Company engineers say the approach demands the vertical integration Rivian specializes in: Elegant software and hardware, developed in-house from the start of a new design, rather than contracted from hundreds of separate suppliers. It’s the strategy favored by Tesla and now Chinese makers such as BYD, as they unlock design and manufacturing efficiencies—and attendant profits—that have stymied legacy automakers.

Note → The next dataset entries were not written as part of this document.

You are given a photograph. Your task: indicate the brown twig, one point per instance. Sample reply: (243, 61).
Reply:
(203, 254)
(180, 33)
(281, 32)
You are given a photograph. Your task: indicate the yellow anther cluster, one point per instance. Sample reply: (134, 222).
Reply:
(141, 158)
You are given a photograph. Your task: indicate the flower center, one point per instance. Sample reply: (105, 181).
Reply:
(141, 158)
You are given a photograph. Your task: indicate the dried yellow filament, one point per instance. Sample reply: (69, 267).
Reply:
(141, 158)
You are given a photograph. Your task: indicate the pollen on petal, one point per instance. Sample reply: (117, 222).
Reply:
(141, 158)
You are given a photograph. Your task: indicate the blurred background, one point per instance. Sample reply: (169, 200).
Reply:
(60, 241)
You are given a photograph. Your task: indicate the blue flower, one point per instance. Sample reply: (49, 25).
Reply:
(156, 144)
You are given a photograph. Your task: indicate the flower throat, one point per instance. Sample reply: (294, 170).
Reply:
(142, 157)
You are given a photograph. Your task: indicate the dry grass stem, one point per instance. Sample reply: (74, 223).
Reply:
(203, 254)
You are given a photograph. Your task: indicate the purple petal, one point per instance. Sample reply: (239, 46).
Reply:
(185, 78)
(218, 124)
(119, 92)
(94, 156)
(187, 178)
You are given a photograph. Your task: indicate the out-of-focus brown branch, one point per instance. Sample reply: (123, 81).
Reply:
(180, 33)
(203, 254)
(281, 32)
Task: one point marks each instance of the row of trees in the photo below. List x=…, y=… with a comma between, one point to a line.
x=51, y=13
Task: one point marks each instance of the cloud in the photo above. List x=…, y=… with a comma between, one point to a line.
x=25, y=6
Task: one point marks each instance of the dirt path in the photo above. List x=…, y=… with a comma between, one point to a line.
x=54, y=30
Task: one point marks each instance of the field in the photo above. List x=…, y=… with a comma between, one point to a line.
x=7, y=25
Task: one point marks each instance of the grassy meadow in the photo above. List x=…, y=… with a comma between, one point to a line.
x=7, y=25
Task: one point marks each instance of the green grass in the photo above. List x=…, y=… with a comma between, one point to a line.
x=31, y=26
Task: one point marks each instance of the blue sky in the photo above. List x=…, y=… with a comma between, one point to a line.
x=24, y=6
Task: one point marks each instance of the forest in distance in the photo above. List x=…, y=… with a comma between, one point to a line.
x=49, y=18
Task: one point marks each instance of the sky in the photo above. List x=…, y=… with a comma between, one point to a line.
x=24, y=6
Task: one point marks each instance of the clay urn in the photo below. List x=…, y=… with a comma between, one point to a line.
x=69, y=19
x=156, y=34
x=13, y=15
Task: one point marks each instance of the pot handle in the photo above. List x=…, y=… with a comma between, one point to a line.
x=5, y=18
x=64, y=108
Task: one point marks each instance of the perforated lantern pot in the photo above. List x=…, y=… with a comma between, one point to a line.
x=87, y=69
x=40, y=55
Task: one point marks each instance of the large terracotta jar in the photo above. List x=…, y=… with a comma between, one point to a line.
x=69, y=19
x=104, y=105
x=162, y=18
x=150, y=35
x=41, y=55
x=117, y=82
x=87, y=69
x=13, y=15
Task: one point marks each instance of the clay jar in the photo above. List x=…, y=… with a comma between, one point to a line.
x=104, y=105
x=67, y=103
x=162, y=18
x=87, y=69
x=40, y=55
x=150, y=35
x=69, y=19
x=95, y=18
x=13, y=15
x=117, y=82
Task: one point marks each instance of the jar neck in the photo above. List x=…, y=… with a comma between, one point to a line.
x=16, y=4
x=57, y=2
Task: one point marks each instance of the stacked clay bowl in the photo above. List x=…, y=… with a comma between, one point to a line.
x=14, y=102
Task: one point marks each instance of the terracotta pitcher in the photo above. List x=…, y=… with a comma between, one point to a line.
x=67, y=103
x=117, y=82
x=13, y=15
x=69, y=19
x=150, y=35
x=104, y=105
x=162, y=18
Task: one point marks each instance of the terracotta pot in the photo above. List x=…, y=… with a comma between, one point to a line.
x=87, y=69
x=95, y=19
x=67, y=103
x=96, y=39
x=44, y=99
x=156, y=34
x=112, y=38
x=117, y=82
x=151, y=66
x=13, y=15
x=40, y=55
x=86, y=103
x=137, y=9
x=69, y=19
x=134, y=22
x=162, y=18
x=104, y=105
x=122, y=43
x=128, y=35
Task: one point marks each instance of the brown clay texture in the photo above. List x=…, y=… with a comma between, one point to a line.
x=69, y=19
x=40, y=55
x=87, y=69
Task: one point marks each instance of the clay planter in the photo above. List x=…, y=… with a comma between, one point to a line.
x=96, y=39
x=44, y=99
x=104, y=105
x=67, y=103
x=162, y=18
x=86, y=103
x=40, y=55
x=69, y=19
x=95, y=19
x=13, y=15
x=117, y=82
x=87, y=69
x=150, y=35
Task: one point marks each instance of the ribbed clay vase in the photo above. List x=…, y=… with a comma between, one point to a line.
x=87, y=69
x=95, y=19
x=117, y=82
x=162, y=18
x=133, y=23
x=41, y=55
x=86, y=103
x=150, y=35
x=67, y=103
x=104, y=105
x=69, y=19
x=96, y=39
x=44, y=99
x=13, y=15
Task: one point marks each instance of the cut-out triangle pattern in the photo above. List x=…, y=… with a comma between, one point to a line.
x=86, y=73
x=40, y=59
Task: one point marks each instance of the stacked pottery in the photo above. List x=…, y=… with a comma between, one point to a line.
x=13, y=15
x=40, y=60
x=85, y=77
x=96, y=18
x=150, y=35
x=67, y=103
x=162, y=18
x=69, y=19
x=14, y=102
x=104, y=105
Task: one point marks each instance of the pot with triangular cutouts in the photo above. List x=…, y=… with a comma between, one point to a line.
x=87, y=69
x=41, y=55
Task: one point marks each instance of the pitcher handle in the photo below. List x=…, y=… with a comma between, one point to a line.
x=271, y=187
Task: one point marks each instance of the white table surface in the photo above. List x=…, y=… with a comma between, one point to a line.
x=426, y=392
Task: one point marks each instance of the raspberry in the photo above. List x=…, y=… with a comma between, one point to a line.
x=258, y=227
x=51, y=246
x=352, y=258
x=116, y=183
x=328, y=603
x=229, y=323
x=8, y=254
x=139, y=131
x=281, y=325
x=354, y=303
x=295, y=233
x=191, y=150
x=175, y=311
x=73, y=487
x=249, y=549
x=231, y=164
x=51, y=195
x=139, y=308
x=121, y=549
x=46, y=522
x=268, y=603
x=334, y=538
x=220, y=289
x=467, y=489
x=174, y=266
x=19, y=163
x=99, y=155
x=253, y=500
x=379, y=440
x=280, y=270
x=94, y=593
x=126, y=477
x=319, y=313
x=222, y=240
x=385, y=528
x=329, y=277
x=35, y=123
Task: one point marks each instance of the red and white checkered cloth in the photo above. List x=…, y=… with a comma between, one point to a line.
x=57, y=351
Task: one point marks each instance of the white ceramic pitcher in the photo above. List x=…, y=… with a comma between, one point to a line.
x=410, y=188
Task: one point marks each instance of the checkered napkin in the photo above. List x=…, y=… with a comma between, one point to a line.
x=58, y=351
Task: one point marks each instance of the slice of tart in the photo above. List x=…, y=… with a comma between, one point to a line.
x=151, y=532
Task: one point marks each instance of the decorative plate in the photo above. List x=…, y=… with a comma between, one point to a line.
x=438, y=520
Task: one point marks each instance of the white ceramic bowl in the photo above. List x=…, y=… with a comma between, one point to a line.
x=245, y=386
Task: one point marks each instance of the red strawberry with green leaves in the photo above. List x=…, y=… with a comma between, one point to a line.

That poses another massive challenge to companies such as VW, Toyota or GM, whose empires are built on relationships with global suppliers large and small, and the components they develop: Electronics from Bosch, say, or transmissions from ZF.
Just as importantly, Rivian’s scalable system allows comprehensive over-the-air updates—not just for infotainment or creature comforts, but performance, safety, advanced driver assistance systems( ADAS), or subscription services. For Rivian’s R1S and R1T pickup, an upgraded hardware set includes 11 cameras and five radars that can perform over 250 trillion operations per second, which Rivian claims as industry-leading computing power. Last week, Rivian founder and CEO RJ Scaringe announced the company would roll out a hands-free driving assist system later this year, akin to GM’s SuperCruise, and update that with Level 3, eyes-off-the-road capability in 2026.
On a more-whimsical note, Rivian can offer feature updates like their recent “Halloween costumes.” Using the Rivian mobile app, owners can turn interior displays into uncanny simulations of K.I.T.T. from the old Knight Rider TV series—Hasselhoff!—or Doc Brown’s DeLorean from Back to the Future, along with added exterior lighting effects. Pedestrians captured by safety cameras can be rendered as zombies onscreen, with cyclists and motorcycles appearing as headless horsemen. My personal favorite? The selectable “Owl” chirp that hooted when I locked the R1S’s doors, one of several “chirp” options for these outdoorsy trucks. Frivolous? Perhaps. But many owners love these add-ons, whether they’re video games or new apps.
Vivek Surya, director of product management, says “One of the things we have always heard from customers is that every month, they feel like they’re getting a new vehicle, and that is what we are striving for,” including ongoing development of AI functions and voice controls.
And there’s nothing frivolous about the Rivian’s design or breathtaking performance, with the R1S and R1T among the global benchmarks for electric SUVs and pickups, including up to 676 kilometers (420 miles) of driving range. Now, if Rivian would only ditch those annoying, digital vent controls that require poking a touchscreen menu to adjust….
Lobo says that “Software Defined Vehicle” may be the new industry watchword, but ultimately falls short as a descriptor.
“Internally, we call it the ‘software updatable vehicle’ rather than the software-defined vehicle. Because that’s really where the magic comes in.”